There has been a lot of work recently on measuring women’s agency. Together with colleagues from a range of institutions that care a lot about gender and do a lot of surveys, we did a survey paper a couple of years back. More recently, Aletheia Donald and I did a post about some work showing how disagreement over decision making might be showing us other facets of power rather than just looking at individual responses.
An interesting new paper by Seema Jayachandran, Monica Biradavolu and Jan Cooper seeks to give us concrete guidance on how to measure agency more simply – especially when agency isn’t the main focus of the survey at hand. Jayachandran and co. take a very nice qual-quant approach to try and figure out what are the key questions you should be asking.
The key issue here is: what’s the gold standard against which these survey questions should be measured? Enter the qualitative work. Jayachandran and co. conduct 45 minute semi-structured interviews with a sub-sample of their respondents (more on the sample in a minute). These interviews cover five selected domains: women’s decision making around kids’ education, kids’ health and household expenditures plus her own fertility and mobility. From these interviews they get a rich set of data that lets them pull out things like resistance in addition to the usual restrictions. (Cool methodological side note: during the qualitative work they hired a “distractor” who kept the rest of the household engaged in a discussion so interviews could be private).
Jayachandran and co. and their research team then code these qualitative interviews to reduce the answers on domains to a 1-4 scale (fertility turns out to be more complicated and needed a two-stage process).
Now, in case you’re a diehard experimental economist and think this is all a bunch of malarkey, Jayachandran and co. also run a real-stakes game with their respondents to set up another potential standard against which to measure their survey questions. It turns out the game didn’t work well (I’ve had similar experiences – where games don’t correlate well with survey questions, but may line up with some behaviors – that’s a topic for a future post).
So putting aside the game and returning to the qualitative work, Jayachandran and co. now have a standard against which to measure our frequently used quantitative survey questions. To put together the candidate questions, they assemble a long list of questions that have been used to measure women’s agency by a number of reputable survey and research folks. They toss out questions that overlap and end up with 64 questions.
So, off to northern India to put this to the test. They sample married women with a child under 10 across 21 villages. 443 of them get the quantitative questions, with a random subset of 210 getting the qualitative questions as well.

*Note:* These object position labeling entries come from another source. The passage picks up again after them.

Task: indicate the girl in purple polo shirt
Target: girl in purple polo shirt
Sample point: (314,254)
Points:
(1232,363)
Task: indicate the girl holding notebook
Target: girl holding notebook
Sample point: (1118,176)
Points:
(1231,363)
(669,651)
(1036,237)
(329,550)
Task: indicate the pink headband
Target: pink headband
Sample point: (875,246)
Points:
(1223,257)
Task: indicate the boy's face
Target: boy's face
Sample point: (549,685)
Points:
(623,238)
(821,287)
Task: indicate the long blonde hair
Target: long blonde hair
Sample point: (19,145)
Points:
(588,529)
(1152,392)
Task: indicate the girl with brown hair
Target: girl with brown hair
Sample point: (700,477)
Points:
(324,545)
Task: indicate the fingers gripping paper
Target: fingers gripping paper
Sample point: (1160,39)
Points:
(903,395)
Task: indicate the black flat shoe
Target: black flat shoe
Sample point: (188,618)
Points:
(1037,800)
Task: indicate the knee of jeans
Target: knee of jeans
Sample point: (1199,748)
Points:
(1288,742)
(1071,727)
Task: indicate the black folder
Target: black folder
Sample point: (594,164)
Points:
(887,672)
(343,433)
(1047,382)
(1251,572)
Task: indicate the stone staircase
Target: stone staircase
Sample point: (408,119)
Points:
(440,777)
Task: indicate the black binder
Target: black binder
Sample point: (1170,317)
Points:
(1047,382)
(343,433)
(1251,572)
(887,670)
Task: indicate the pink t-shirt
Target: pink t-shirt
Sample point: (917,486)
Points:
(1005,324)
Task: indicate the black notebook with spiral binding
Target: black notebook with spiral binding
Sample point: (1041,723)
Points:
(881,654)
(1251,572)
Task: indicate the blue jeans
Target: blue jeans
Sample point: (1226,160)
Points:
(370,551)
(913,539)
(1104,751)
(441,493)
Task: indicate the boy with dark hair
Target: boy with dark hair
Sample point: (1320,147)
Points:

Now, what to do with all of the data? Wait, did you say machine learning? Indeed, this is one of the approaches Jayachandran and co. use. They use LASSO stability selection which takes repeated sub-samples of the survey question data and looks at which ones do the best at predicting the results of the qualitative work. They limit the number of questions they want to end up with at 5 – since this is a reasonable add-on to a survey that isn’t focused on agency.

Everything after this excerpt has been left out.